While capacity building is very important for the sustainability of the SCALA project, effective communication and documentation are obviously also extremely important to ensure the sustainability of the project. One very successful communication session at the training involved the focal people presenting and discussing best practices, issues, and recommendations for each region. This was a very successful way of communicating among regions, as the best and worst of each center could be discussed and the less experienced focal people could learn from mistakes and successes of the more experienced ones. And since all of these best practices, issues, and recommendations were written down and distributed to all of the focal persons at the end of the training, this also demonstrated a good documentation strategy to ensure that the learning that took place is not lost and will help the program to evolve further in the future.
In addition, another successful communication and documentation session during the weekend was the creation of a monitoring checklist for the regional focal persons. A sense of ownership was created since everyone had input into the content of the checklist and documentation was improved, since every focal person got a copy of the checklist and can begin using it upon their return to their region.
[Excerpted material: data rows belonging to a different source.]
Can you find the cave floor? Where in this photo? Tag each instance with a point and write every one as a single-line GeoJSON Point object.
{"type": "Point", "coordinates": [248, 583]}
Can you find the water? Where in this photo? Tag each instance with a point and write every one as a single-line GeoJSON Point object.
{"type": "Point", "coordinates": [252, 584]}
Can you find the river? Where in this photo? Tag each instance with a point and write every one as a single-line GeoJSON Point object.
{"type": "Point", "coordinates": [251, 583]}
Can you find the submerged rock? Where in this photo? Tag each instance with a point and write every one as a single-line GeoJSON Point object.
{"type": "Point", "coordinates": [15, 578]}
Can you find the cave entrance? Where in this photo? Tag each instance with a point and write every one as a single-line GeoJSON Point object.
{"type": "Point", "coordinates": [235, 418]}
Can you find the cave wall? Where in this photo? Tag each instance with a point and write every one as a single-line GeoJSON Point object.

A final great communication strategy that was implemented during the training was that of encouraging the regional focal people to talk to with each other as the project progresses. This may seem like common sense, but from what I have experienced, very little communication occurs between regions. Of course, this lack of communication just makes more work for each individual region, since all of the learning and good ideas from one region are not shared with the other regions. Having an annual regional focal persons training would be a great way of encouraging this communication, but the decision for this lies with the DSWD and in reality, regions should be communicating with each other much more often than once a year.
So I am hoping that in my future role with EWB and the SCALA project that I can utilize all of these strategies to do my job effectively. While I realize that if and when I return to the Philippines to continue my involvement with the project I will be fulfilling neither my role as a SCALA volunteer, nor that of project coordinator, but these skills and strategies will be of great value to me no matter what job I am chosen for.